—From EF—
Myths are public dreams, dreams are private myths. Those words of Joseph Campbell are quoted in Mary Zimmerman’s “Metamorphoses,” and they hit me square in the middle of where I live and imagine. I saw this production just now at Berkeley Rep, and I will go back again with Conrad on Wednesday. He intended to go with me, but was slammed with illness in the morning and literally spent the whole day on the couch, with and without cat-covering. I tried to look pitiful outside the theatre and get somebody to buy a ticket from me instead of from the box office, but no luck.

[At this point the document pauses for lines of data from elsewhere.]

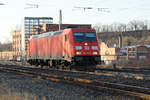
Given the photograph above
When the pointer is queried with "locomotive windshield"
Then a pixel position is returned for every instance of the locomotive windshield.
(82, 36)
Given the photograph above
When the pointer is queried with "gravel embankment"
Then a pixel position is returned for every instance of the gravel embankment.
(117, 78)
(19, 87)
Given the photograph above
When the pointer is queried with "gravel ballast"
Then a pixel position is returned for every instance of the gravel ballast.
(19, 87)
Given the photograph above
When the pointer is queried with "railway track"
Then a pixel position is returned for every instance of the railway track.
(128, 90)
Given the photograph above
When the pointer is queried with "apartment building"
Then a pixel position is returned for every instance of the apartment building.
(16, 43)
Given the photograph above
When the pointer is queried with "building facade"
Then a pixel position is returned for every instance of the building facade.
(32, 26)
(16, 43)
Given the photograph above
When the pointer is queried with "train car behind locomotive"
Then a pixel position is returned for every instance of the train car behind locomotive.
(64, 48)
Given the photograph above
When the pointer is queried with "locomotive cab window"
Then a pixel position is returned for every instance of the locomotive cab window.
(90, 37)
(85, 36)
(78, 36)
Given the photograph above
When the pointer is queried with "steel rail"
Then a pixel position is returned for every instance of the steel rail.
(140, 92)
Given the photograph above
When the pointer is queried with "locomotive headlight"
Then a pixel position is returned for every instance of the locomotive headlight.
(94, 53)
(78, 53)
(94, 47)
(78, 47)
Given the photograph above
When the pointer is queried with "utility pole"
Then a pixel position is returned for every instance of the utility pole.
(60, 19)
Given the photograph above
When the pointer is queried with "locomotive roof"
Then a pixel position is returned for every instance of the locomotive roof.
(47, 34)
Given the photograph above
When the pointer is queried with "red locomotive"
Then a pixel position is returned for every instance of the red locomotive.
(67, 47)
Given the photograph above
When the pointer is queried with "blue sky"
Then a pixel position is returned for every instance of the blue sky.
(120, 11)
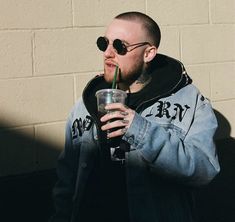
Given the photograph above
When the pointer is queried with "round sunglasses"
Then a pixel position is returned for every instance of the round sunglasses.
(118, 45)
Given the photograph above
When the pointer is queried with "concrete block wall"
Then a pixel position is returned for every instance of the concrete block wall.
(48, 53)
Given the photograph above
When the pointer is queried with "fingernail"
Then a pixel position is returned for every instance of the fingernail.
(124, 113)
(125, 121)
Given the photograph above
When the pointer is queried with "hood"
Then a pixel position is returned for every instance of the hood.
(168, 76)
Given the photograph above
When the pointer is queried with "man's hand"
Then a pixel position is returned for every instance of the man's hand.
(118, 116)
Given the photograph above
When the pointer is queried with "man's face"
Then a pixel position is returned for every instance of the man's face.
(131, 64)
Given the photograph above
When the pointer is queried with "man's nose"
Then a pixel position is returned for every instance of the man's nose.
(110, 51)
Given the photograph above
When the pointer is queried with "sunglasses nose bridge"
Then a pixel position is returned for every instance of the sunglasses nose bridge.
(110, 50)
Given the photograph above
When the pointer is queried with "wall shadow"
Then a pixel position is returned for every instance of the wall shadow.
(25, 197)
(215, 202)
(28, 197)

In spite of the hefty price, I came back with a huge jones to see it again, this time with Conrad beside me. We each have a private weekly allowance with no accounting or justification involved, and I had a pretty good stash accumulated. I offered to blow it all on another pair of tickets; that’s how much seeing this again with him means to me. He sensibly said OK, but we do have an annual budget, we should just use it. So we’re going together.
Water. The center of the stage is a big pentagonal pool of water, surrounded by an elevated rim wide enough to walk on. Berkeley Rep is an odd-shaped space with audience in magnificently arbitrary blocks climbing a steep slant from the stage, wrapping almost halfway around. Every seat is a close seat. The front rows are, of course, way close, and in this production, way wet. Towels are provided.
What an image. A grown man in a business suit, barefoot, sits in an elaborate formal chair that happens to be placed in the pool. Midas. The billionaire who has it all and desperately needs more, sitting in absurd isolation with his feet in the water. Later, Cupid and Psyche make love on a red velvet inflated mattress in the middle of the water, and chorus members bring many wide shallow bowls of candles so that their bed is surrounded by floating light.
Floating, splashing, drowning, soggy, the characters of this public dream are always dealing with what we all must have, the element that is currently drowning Nebraska and Iowa. It’s metaphor made manifest, a power unexpectedly experienced when your car drives over low-lying water and gets wrenched in a direction you didn’t plan.
Life is big and wet and powerful, and we fondly imagine we can channel and control it. This public dream walks us through memorable stories of our collective foolishness, with respect and affection.